Until recently, a lack of suitable options thwarted Andrea Cegielski's attempts to buy a rental house throughout the past few years. Many needed too much work, she said, and those that didn't sold quickly and for more than the asking price.
"The market was too insane," she said. "There were too many bidding wars, and it was too hard to hire a contractor, so we threw in the towel."
Earlier this year, she started shopping again with her son, who had just graduated from college and was looking for a townhouse. This time around, she found deals that were too good to pass up, including an abundance of newly built houses and builders who were eager to make a sale.
Her son didn't buy, but she and her husband did. They bought a new, three-bedroom townhouse in Oakdale they plan to use as a rental property. They snagged it for nearly $25,000 off the asking price, and the builder was even willing to pay about $10,000 in closing costs.
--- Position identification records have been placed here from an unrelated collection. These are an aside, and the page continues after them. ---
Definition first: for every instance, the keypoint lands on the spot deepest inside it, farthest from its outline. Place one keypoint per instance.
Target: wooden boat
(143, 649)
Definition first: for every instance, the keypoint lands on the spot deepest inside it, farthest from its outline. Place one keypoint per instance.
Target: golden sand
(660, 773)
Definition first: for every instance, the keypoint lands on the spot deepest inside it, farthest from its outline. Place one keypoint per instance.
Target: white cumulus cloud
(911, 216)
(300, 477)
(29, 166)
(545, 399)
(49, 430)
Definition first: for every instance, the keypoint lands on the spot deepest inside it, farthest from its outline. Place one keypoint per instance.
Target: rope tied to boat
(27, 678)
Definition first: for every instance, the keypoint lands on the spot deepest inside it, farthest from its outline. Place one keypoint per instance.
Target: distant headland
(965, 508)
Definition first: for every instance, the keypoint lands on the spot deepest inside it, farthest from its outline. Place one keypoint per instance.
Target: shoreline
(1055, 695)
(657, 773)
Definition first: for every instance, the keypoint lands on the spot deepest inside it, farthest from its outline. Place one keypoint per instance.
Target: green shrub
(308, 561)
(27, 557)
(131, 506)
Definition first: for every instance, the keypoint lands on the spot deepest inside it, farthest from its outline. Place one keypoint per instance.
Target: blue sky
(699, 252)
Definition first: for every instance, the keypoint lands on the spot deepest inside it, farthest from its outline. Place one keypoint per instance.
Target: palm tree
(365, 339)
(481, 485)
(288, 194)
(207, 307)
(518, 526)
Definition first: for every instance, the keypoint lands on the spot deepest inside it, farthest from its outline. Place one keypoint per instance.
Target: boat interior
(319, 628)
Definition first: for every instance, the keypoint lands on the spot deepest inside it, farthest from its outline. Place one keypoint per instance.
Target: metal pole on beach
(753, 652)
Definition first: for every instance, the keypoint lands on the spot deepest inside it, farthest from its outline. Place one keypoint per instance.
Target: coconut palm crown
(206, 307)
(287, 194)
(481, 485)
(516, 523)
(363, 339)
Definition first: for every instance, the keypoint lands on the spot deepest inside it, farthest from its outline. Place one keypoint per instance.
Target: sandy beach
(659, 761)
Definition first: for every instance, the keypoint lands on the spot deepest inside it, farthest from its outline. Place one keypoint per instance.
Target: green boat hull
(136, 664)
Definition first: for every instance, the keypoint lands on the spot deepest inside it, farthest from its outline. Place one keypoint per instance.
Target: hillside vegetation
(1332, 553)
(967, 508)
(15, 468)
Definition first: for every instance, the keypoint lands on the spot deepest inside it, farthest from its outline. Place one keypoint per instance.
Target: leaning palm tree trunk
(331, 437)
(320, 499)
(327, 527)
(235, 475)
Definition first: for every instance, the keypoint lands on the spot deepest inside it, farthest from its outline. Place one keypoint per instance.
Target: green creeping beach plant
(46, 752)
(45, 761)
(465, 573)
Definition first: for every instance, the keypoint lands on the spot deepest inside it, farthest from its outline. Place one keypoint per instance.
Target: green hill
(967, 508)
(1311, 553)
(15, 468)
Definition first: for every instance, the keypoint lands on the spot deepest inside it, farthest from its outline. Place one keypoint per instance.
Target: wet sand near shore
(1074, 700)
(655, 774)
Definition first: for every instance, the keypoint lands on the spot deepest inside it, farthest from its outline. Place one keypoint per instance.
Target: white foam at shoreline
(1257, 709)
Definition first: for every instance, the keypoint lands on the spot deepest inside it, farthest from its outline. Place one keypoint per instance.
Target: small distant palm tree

"You have to be willing to take the inventory that's out there," Cegielski said. "But it felt like we ended up with a good deal."
Higher mortgage rates have put the brakes on new home sales in the metro, leaving builders with far more houses than buyers. So for the first time in more than a decade, many builders are offering discounts and deals ranging from price reductions to appliance upgrades, putting new home buyers in the driver's seat in the midst of what is otherwise still a seller's market.

One of the most popular incentives is called a mortgage rate buy-down, which enables some new home buyers to buy their home with a rate that's a percentage point or two below the going rate. The average 30-year fixed-rate mortgage in the metro last week was 6.39%.
"We didn't pull back soon enough, and so we're whittling through the inventory," said Joe Flynn, division president at David Weekley Homes. "Right now is the time to buy."